L’attuale crisi politica nei paesi del Nord Africa sta creando un’emergenza umanitaria di ampie proporzioni. Secondo i dati dell’Alto Commissariato delle Nazioni Unite per i rifugiati (Unhcr) dall’inizio della crisi in Libia all’11 marzo 2011 più di 230.000 persone sono fuggite dal paese, di cui la maggior parte verso la Tunisia (118.000 con una media di 2.500 al giorno) e l’Egitto (107.000) e, in minor misura, verso il Niger (2.000) e verso l’Algeria (4.300).
Il flusso migratorio che arriva in Italia però, almeno finora, riguarda non tanto i libici quanto i tunisini. Al momento i dati ufficiali del Ministero dell’Interno italiano contano 6.300 arrivi, prevalentemente sulle coste di Lampedusa, dal 16 gennaio al 23 febbraio (rispetto ai 9.573 totali del 2009). Di questi, 6.200 sono giovani tunisini, la maggior parte dei quali è spinta da motivi economici e non ha presentato domanda di asilo, ma potrebbe essere rimpatriata. Tuttavia, gli arrivi potrebbero aumentare notevolmente.
In questo contesto l’Italia ha avviato alcune iniziative a livello nazionale ed europeo. L’Italia ha deciso di organizzare una missione umanitaria in Tunisia a Djerba e Zarzis, i due principali porti tunisini da cui partono gli immigrati, al fine di offrire assistenza ai profughi in loco, stanziando cinque milioni di euro. Inoltre, il governo italiano ha provveduto all’evacuazione di alcuni cittadini eritrei da Tripoli, iniziativa di rilievo anche perché il trattamento dei cittadini dei paesi dell’Africa sub-sahariana, rifugiati o lavoratori in Libia, è fonte di preoccupazione per l’Unhcr. Allo stesso tempo, l’Italia ha predisposto un piano di prima accoglienza nel caso in cui vi sia un esodo di massa.
In secondo luogo, venendo meno i risultati della politica di accordi bilaterali in materia migratoria con i paesi della sponda sud del Mediterraneo, come il Trattato di Amicizia, Partenariato e Cooperazione concluso con la Libia nel 2008, l’Italia ha fatto alcune proposte per il rafforzamento del sistema europeo. In particolare, insieme ai governi dei paesi mediterranei (Francia, Grecia, Spagna, Malta e Cipro) ha proposto di creare un sistema di asilo comune entro la fine del 2012, di istituire un fondo speciale di solidarietà per condividere gli oneri derivanti dall’emergenza, di rafforzare l’Agenzia per i controlli alle frontiere (Frontex) per farne uno strumento realmente operativo (secondo il ministro dell’Interno, Frontex potrebbe gestire direttamente i centri d’identificazione ed espulsione e curare i rimpatri nei paesi d’origine), infine d’incoraggiare forme di collaborazione bilaterale per affrontare le questioni migratorie sia tra gli stati membri che con i paesi di partenza e transito dei flussi.

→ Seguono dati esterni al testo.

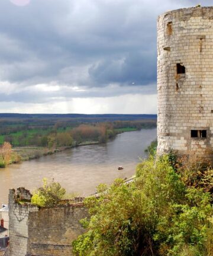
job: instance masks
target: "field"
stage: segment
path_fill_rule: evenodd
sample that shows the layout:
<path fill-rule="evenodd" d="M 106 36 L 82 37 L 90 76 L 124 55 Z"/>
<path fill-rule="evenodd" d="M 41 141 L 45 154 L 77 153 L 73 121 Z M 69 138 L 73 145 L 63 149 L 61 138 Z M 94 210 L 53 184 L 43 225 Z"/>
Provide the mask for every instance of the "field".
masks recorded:
<path fill-rule="evenodd" d="M 9 142 L 23 161 L 156 127 L 156 115 L 0 114 L 0 145 Z"/>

A fronte della richiesta di rafforzamento della sorveglianza delle frontiere esterne dell’Ue avanzata dal governo italiano, è stata anticipata al 20 febbraio l’operazione di Frontex Hermes 2011, un’operazione congiunta di pattugliamento nell’area del Mediterraneo sotto la guida italiana. Inoltre, il Consiglio europeo straordinario dell’11 marzo 2011 ha ribadito l’impegno per l’invio di aiuti umanitari (sono stati già previsti aiuti per 30 milioni di euro), ha richiesto l’invio di maggiori risorse da parte degli stati membri per Frontex e ha espresso la necessità di una fattiva solidarietà per i membri più direttamente interessati dai movimenti migratori. Tuttavia non è ancora chiaro come verrà attuato il principio di ripartizione degli oneri introdotto dal Trattato di Lisbona (l’art. 80 Tfue prevede che le politiche relative ai controlli alle frontiere, all’immigrazione e all’asilo siano governate dal principio di solidarietà e di equa ripartizione delle responsabilità tra gli stati membri, anche sul piano finanziario).
Nel frattempo, l’Unhcr ha adottato alcune raccomandazioni per affrontare l’emergenza umanitaria: in particolare, l’Alto Commissariato si è appellato ai governi dei paesi del Nord Africa e dell’Europa affinché mantengano aperte le loro frontiere alle persone costrette a partire dalla Libia e affinché forniscano loro l’adeguata tutela, tenendo conto delle diversità dei profili dei profughi.